Running on Google Kubernetes Engine

You can use container execution on Google Kubernetes Engine as a fully managed Kubernetes solution.

Setup

Create your GKE cluster

Follow Google documentation on how to create your GKE cluster. We recommend that you allocate at least 15 GB of memory for each cluster node. More memory may be required if you plan on running very large in-memory recipes.

You’ll be able to configure the memory allocation for each container and per-namespace using multiple container execution configurations.

Prepare your local docker and kubectl commands

Follow Google documentation to make sure that:

  • Your local (on the DSS machine) kubectl command can interact with the cluster. As of July 2018, this implies running gcloud container clusters get-credentials <cluster_id>
  • Your local (on the DSS machine) docker command can successfully push images to the gcr.io repository. As of July 2018, this implies running gcloud auth configure-docker

Create the execution configuration

Build the base image as indicated in Setting up.

In Administration > Settings > Container exec, add a new execution config of type “Kubernetes”

On GKE, there is only a single shared image repository URL, gcr.io. Access control is based on images names. Therefore, the repository URL to use is gcr.io/GCP_project_name

For example, if your GCP project is called my-gke-project, use gcr.io/my-gke-project as the repository URL

You’re now ready to run recipes and models on GKE

Using GPUs

Google Cloud Platform provides GPU-enabled instances with NVidia GPUs. Several steps are required in order to use them for container execution

Build a CUDA-enabled base image

The base image that is built by default (see Setting up) does not have CUDA support and cannot use NVidia GPUs.

You need to build a CUDA-enabled base image. We recommend that you give this image a specific tag and keep the default base image “pristine”. We recommend that you add the DSS version number in the image tag.

From the DSS Datadir, run

# -c 1 enables cuda
# -t TAG sets the generated image tag

./bin/dssadmin build-container-exec-base-image -c 1 -t dataiku-exec-base-cuda:X.Y.Z

where X.Y.Z is your DSS version number

Warning

After each upgrade of DSS, you must rebuild all base images

Then create a new container configuration dedicated to running GPU workloads, and in the “Base image tag” field, enter dataiku-exec-base-cuda:X.Y.Z

Note

This image contains CUDA 9.0 and CuDNN 7.0. If you need other CUDA versions, you’ll need to create a custom image.

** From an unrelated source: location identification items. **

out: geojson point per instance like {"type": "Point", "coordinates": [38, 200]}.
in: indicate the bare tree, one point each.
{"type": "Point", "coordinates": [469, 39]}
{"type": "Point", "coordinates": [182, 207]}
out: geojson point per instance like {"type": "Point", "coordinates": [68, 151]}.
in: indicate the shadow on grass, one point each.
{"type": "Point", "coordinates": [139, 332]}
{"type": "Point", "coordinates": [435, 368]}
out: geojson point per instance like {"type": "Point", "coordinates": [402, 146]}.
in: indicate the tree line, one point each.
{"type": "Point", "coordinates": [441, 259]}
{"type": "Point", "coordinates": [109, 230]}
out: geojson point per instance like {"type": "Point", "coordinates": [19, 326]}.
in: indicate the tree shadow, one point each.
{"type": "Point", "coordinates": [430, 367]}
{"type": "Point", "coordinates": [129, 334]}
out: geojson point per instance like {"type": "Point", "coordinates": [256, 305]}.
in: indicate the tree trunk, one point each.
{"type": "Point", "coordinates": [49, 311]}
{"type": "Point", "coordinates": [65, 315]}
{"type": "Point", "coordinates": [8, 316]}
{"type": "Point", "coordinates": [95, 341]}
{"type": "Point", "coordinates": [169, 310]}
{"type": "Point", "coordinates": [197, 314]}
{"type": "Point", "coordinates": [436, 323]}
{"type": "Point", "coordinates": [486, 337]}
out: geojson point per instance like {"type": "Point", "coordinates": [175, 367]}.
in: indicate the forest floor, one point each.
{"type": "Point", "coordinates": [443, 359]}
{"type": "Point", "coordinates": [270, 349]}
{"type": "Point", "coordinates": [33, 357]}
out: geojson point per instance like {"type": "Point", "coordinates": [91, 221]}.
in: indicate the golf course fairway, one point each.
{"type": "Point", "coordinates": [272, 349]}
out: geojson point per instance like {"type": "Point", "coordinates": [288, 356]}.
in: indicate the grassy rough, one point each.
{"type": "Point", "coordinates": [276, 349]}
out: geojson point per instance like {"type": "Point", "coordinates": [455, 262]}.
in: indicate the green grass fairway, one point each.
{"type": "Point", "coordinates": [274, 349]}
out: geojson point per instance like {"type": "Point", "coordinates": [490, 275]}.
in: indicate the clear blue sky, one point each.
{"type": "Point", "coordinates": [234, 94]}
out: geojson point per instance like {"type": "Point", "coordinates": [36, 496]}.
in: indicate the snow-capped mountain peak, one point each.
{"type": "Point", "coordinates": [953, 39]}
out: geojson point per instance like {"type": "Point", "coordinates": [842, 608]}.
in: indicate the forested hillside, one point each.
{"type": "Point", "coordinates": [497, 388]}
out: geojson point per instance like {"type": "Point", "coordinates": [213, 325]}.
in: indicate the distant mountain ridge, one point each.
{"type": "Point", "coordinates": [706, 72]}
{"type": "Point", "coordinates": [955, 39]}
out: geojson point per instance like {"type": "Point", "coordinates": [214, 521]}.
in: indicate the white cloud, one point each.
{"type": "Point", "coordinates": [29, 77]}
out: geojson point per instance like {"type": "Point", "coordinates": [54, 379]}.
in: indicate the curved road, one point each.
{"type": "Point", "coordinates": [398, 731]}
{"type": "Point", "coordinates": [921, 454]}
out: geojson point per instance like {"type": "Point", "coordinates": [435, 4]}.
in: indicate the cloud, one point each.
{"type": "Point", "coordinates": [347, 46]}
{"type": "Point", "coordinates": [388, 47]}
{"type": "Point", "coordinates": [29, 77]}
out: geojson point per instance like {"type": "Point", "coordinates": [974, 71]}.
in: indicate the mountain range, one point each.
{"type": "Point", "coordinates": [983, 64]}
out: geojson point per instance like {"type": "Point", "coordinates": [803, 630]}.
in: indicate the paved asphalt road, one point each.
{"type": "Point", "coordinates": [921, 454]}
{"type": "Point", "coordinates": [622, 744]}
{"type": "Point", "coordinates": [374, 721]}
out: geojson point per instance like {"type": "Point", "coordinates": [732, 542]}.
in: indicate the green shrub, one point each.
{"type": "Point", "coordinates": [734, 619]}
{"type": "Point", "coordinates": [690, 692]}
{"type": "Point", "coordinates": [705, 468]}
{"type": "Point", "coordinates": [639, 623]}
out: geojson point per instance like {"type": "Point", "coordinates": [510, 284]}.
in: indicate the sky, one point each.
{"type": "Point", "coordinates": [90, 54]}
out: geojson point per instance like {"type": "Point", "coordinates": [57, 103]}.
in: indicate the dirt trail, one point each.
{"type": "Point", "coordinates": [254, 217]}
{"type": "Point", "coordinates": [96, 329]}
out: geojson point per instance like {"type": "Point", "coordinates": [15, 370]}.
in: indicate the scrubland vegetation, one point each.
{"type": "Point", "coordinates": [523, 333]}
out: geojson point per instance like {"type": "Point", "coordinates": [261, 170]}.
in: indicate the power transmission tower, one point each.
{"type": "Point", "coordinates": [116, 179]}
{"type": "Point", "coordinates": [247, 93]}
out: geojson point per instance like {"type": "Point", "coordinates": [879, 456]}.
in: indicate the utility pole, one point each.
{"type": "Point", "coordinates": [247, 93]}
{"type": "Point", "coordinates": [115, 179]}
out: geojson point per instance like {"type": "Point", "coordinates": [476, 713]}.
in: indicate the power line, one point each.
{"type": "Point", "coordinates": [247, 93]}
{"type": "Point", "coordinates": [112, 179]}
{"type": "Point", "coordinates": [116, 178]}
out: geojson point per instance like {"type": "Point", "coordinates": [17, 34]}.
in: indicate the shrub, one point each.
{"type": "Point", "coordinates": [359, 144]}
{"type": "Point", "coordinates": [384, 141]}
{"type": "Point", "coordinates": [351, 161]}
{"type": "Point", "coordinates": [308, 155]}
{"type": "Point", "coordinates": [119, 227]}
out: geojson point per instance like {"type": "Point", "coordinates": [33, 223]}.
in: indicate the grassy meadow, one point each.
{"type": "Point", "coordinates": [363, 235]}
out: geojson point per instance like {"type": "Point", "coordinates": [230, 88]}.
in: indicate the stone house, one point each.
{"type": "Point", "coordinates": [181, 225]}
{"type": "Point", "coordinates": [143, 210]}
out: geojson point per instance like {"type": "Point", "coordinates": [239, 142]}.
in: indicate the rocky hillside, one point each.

See custom-bhase-images

Create a cluster with GPUs

Follow google documentation for how to create a cluster with GPU accelerators (Note: you can also create a GPU-enabled node group in an existing cluster)

Don’t forget to run the “daemonset” installation procedure. This procedure needs several minutes to complete.

Add a custom reservation

In order for your container execution to be located on nodes with GPU accelerators, and for GKE to configure the CUDA driver on your containers, the corresponding GKE pods must be created with a custom “limit” (in Kubernetes) parlance to indicate that you need a specific type of resource (standard resource types are CPU and Memory)

You must configure this limit in the container execution

  • In the “Custom limits” section, add a new entry with key: nvidia.com/gpu and value: 1 (to request 1 GPU)
  • Don’t forget to add the new entry, save settings

Deploy

You can now deploy your GPU-requiring recipes and models